Joseph Stalin

Joseph Stalin bore the greatest responsibility for some of the disasters at the beginning of the war (for example, the Battle of Kiev), but can be equally praised for the subsequent success of the Soviet Army, which would have been impossible without the unprecedentedly rapid industrialization of the Soviet Union, which was the first priority of Stalin's internal policy throughout the 1930s. Stalin's Great Purge of the Red Army in the late 1930s consisted of the legal prosecution of many of the senior command, many of whom were convicted and sentenced to death or imprisonment. The executed included Mikhail Tukhachevsky, a proponent of armoured blitzkrieg. Stalin promoted some obscurantists like Grigory Kulik (who opposed the mechanization of the army and the production of tanks), but on the other hand purged the older commanders who had had their positions since the Russian Civil War, and had experience, but were deemed "politically unreliable". This opened up those places to the promotion of many younger officers that Stalin and the NKVD thought were in line with Stalinist politics, many of whom proved to be terribly inexperienced, but some were later very successful. Soviet tank output remained the largest in the world. Distrust of the military led, since the foundation of the Red Army in 1918, to a system of "dual command", in which every commander was paired with a political commissar, a member of the Communist Party of the Soviet Union. Larger units had military councils consisting of the commander, commissar and chief of staff, who ensured that the commanding officer was loyal and implemented Party orders. Following the Soviet occupation of eastern Poland, the Baltic states and Bessarabia and Northern Bukovina in 1939–40, Stalin insisted that every fold of the new territories should be occupied; this move westward left troops far from their depots in salients that left them vulnerable to encirclement. There was an assumption that, in the event of a German invasion, the Red Army would take the strategic offensive and fight the war mostly outside the borders of the Soviet Union; thus few plans were made for strategic defensive operations.
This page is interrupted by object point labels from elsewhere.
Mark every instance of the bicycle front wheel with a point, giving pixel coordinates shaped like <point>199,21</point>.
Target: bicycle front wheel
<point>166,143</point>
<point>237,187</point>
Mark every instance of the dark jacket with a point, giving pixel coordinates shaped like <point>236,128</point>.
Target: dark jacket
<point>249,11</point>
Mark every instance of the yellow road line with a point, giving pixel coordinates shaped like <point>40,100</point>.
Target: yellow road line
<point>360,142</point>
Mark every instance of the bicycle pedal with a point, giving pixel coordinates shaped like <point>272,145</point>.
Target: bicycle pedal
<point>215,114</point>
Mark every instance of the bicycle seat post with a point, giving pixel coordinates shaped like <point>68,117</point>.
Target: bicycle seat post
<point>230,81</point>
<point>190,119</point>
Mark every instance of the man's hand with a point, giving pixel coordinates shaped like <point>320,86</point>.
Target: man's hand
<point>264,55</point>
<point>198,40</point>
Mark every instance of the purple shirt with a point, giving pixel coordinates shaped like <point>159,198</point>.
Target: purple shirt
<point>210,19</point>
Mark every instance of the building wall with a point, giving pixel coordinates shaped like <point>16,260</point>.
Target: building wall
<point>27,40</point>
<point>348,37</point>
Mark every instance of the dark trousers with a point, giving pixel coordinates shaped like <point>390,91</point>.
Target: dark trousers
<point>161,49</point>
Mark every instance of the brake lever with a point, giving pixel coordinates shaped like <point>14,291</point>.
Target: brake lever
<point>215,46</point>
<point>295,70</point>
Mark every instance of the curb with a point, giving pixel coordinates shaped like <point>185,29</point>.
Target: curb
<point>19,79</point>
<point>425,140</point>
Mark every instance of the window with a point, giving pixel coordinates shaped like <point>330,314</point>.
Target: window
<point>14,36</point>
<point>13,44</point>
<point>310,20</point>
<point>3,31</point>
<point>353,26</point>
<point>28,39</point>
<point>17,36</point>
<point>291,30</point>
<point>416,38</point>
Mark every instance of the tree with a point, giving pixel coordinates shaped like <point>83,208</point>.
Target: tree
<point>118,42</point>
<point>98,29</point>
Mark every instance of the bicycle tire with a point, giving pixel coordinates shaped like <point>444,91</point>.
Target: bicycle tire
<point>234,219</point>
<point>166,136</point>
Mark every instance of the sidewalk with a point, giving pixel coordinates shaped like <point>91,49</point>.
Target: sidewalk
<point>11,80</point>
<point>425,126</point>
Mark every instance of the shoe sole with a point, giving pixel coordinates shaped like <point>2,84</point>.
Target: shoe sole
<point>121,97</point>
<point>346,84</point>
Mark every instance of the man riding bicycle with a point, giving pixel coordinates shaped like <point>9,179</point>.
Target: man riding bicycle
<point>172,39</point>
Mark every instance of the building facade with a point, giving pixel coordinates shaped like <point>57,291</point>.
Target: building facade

H

wever, fortifications were built. As tension heightened in spring 1941, Stalin was desperate not to give Hitler any provocation that could be used as an excuse for an attack; this caused him to refuse to allow the military to go onto the alert even as German troops gathered on the borders and German reconnaissance planes overflew installations. This refusal to take the necessary action was instrumental in the destruction of major portions of the Red Air Force, lined up on its airfields, in the first days of the war. Stalin's insistence on repeated counterattacks without adequate preparation led to the loss of almost the whole of the Red Army's tank corps in 1941 – many tanks simply ran out of fuel on their way to the battlefield through faulty planning or ignorance of the location of fuel dumps. While some regard this offensive strategy as an argument for Soviet aggressive strategic plans, the offensive operational planning was not, by itself, evidence of any aggressive foreign policy intent.[citation needed] Unlike Hitler, Stalin was able to learn lessons and improve his conduct of the war. He gradually came to realise the dangers of inadequate preparation and built up a competent command and control organization – the Stavka. Incompetent commanders were gradually but ruthlessly weeded out. At the crisis of the war, in autumn 1942, Stalin made many concessions to the army: unitary command was restored by removing the Commissars from the chain of command. After the Battle of Stalingrad, shoulderboards were introduced for all ranks; this was a significant symbolic step, since they had been seen as a symbol of the old regime after the Russian Revolution of 1917. Beginning in autumn 1941, units that had proved themselves by superior performance in combat were given the traditional "Guards" title. But these concessions were combined with ruthless discipline: Order No. 227, issued on 28 July 1942, threatened commanders who retreated without orders with punishment by court-martial. Infractions by military and politruks were punished with transferral to penal battalions and penal companies, and the NKVD's barrier troops would shoot soldiers who fled.